Gemeinsam zogen beide eine Woche lang mit ihrem Fotoapparat durch die Stadt, um die Stimmung in der DDR-Metropole einzufangen. Sie zeigen Menschen in Alltagssituationen in ihrer Umgebung in stillen Schwarz-Weiß-Aufnahmen. Die nun ausgestellte Foto-Serie sei „wirklich Teamwork“, erklärt Olaf Thormann, Direktor des Grassi-Museums, zur Schau. Wer damals welches Bild geschossen habe, könne das Fotografen-Paar heute nicht mehr sagen. Die Pläne, die Fotoreihe in einem Buch zu veröffentlichen, seien damals nicht realisiert worden. Die Aufnahmen seien bei ihnen selbst in Vergessenheit geraten, die Negative erst beim Ordnen des Archivs von Rautert wieder aufgetaucht.

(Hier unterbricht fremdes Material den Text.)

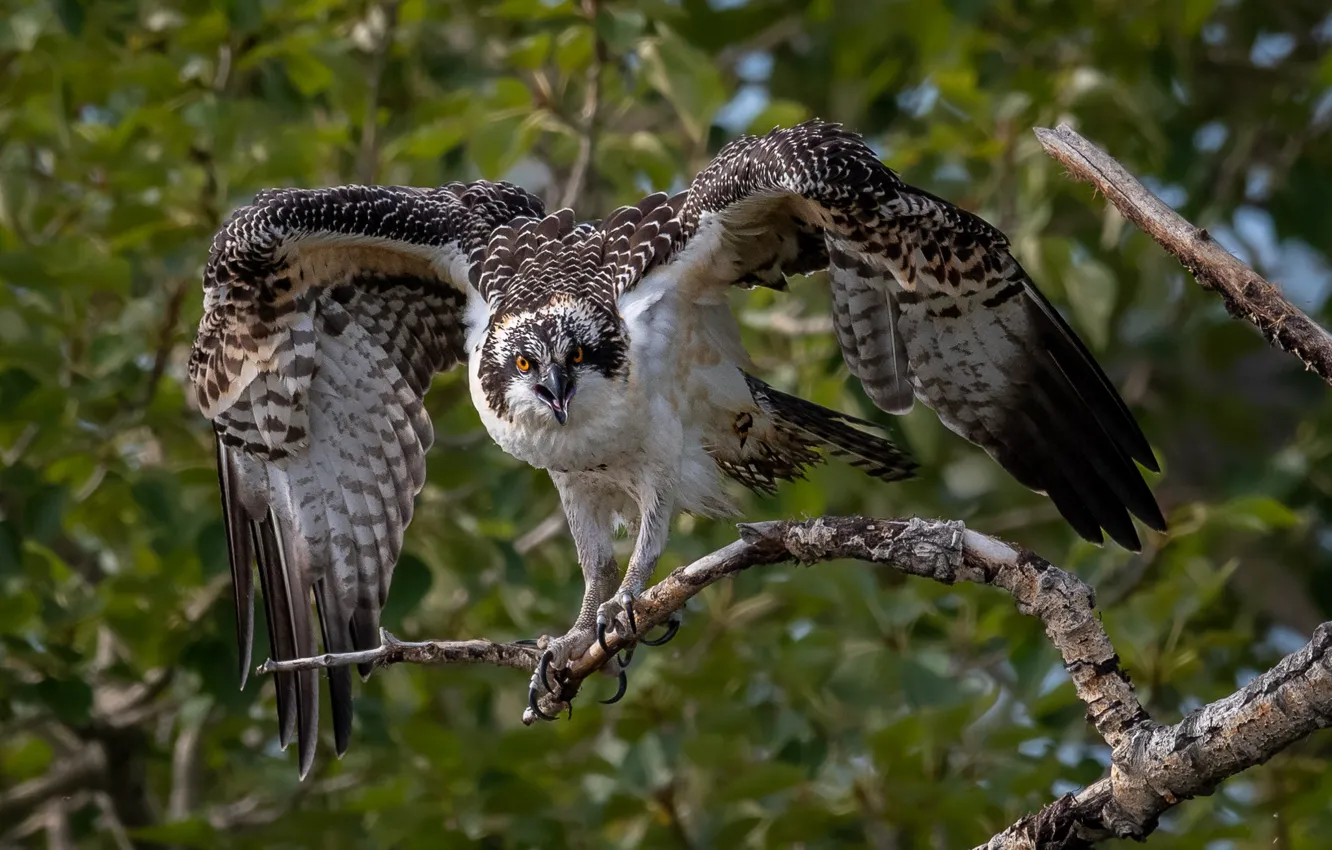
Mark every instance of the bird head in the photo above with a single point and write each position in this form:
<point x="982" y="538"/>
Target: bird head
<point x="533" y="363"/>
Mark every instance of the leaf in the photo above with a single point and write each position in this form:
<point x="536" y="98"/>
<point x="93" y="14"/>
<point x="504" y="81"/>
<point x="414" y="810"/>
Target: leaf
<point x="686" y="77"/>
<point x="1260" y="513"/>
<point x="761" y="780"/>
<point x="925" y="688"/>
<point x="1091" y="293"/>
<point x="307" y="72"/>
<point x="412" y="580"/>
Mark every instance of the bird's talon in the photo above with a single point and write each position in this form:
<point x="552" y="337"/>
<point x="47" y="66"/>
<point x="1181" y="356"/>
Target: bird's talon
<point x="621" y="686"/>
<point x="626" y="601"/>
<point x="534" y="706"/>
<point x="544" y="670"/>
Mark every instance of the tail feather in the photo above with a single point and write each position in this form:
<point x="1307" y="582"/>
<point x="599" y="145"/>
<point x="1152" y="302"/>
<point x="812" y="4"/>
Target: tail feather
<point x="834" y="432"/>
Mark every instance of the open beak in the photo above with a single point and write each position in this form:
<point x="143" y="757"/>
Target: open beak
<point x="556" y="389"/>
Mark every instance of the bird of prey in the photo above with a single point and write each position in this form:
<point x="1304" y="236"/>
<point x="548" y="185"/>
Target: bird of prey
<point x="606" y="353"/>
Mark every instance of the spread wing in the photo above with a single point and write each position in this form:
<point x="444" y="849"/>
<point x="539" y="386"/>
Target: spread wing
<point x="929" y="303"/>
<point x="325" y="315"/>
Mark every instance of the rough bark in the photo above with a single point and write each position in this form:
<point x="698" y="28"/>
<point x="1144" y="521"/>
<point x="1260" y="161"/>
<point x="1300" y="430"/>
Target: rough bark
<point x="1152" y="766"/>
<point x="1246" y="293"/>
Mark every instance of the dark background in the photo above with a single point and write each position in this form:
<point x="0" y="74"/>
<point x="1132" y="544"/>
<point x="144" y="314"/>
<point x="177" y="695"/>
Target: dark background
<point x="818" y="708"/>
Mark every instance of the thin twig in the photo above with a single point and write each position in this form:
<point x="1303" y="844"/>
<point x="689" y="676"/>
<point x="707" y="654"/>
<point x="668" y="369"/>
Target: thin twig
<point x="368" y="156"/>
<point x="392" y="650"/>
<point x="580" y="175"/>
<point x="1152" y="766"/>
<point x="1246" y="293"/>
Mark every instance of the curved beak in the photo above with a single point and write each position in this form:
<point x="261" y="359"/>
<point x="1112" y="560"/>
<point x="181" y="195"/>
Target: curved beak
<point x="556" y="388"/>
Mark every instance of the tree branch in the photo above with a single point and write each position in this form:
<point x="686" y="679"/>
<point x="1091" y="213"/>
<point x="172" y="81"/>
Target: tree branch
<point x="1152" y="766"/>
<point x="1246" y="293"/>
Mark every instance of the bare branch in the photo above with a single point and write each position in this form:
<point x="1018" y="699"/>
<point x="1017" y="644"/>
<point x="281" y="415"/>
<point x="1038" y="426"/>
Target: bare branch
<point x="1246" y="293"/>
<point x="592" y="105"/>
<point x="392" y="650"/>
<point x="1166" y="765"/>
<point x="381" y="23"/>
<point x="1154" y="766"/>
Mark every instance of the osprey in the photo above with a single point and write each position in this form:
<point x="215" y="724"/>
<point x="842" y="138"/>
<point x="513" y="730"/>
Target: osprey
<point x="606" y="353"/>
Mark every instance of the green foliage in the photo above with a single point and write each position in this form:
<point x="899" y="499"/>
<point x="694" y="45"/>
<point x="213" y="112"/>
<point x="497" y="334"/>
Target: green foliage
<point x="826" y="706"/>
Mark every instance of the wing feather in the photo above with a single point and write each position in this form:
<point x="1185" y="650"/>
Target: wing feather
<point x="325" y="315"/>
<point x="927" y="303"/>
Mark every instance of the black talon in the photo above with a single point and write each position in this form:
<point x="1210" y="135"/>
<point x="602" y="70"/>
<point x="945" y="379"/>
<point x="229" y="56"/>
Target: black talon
<point x="671" y="628"/>
<point x="536" y="709"/>
<point x="622" y="685"/>
<point x="544" y="670"/>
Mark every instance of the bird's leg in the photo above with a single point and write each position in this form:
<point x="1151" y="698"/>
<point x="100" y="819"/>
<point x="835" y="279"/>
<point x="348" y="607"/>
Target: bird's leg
<point x="593" y="536"/>
<point x="653" y="530"/>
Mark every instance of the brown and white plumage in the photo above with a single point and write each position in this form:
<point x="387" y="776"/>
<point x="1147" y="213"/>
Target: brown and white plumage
<point x="327" y="313"/>
<point x="606" y="353"/>
<point x="929" y="303"/>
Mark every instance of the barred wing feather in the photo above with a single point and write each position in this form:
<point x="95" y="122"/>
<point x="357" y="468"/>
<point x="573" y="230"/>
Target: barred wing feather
<point x="927" y="303"/>
<point x="327" y="313"/>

Prägend für die Kunst der Fotografie: Rautert und Eskildsen
Rautert arbeitete nach seinem Studium weltweit als Fotojournalist, von 1993 bis 2008 lehrte er als Professor für Fotografie an der Hochschule für Grafik und Buchkunst in Leipzig, zugleich porträtierte er Künstler von Andy Warhol bis Neo Rauch. Eskildsen baute am Folkwang-Museum die fotografische Abteilung auf und leitete sie bis 2012, außerdem war sie dort stellvertretende Direktorin und Kuratorin.
Museum plant Ankauf der Leipzig-Fotos
Nun ist eine Auswahl der Aufnahmen doch noch zu sehen, zur Ausstellung erscheint ein Foto-Buch, das laut Thormann zeigt, wie die beiden jungen Fotografen, das „Nebeneinander von Modernität und bröckelnder Bausubstanz“ ins Bild setzten, mit einem besonderen Blick „für die eigentümliche Stille auch belebter Orte“. Die „Beobachtungsschärfe und Melancholie“ käme nun, 35 nach dem Ende der DDR, besonders zur Geltung. „Diese Serie, die gehört natürlich nach Leipzig“, sagt Grassi-Direktor Thormann bei MDR KULTUR. „Wir sind dran, sie zu erwerben und hoffen, das wir das für Leipzig wirklich retten können.“
Diese Serie, die gehört natürlich nach Leipzig.
Olaf Thormann
Direktor Grassi-Museum für Angwandte Kunst Leipzig
Blick über die Stadt: Skulptur zum Aufstieg in den Grassi-Himmel
Der Weg hoch zum neuen Ausstellungsort, dem Grassi-Himmel, im dritten Stock des Gebäudes, führt zu einem weiteren Kunstwerk, das erstmals zu sehen ist. Zeitgleich zur Vernissage wird auch die Arbeit „Offene Stadt“ von Thomas Moecker eingeweiht. Die Besucherinnen und Besucher können über die begehbare Skulptur, eine weiße Treppe aus Betonblöcken im Stile des Brutalismus nach oben steigen und durch ein Fenster einen Blick hinaus auf die Stadt werfen, die heute so ganz anders aussieht als in den Aufnahmen von Rautert und Eskildsen vor mehr als 50 Jahren.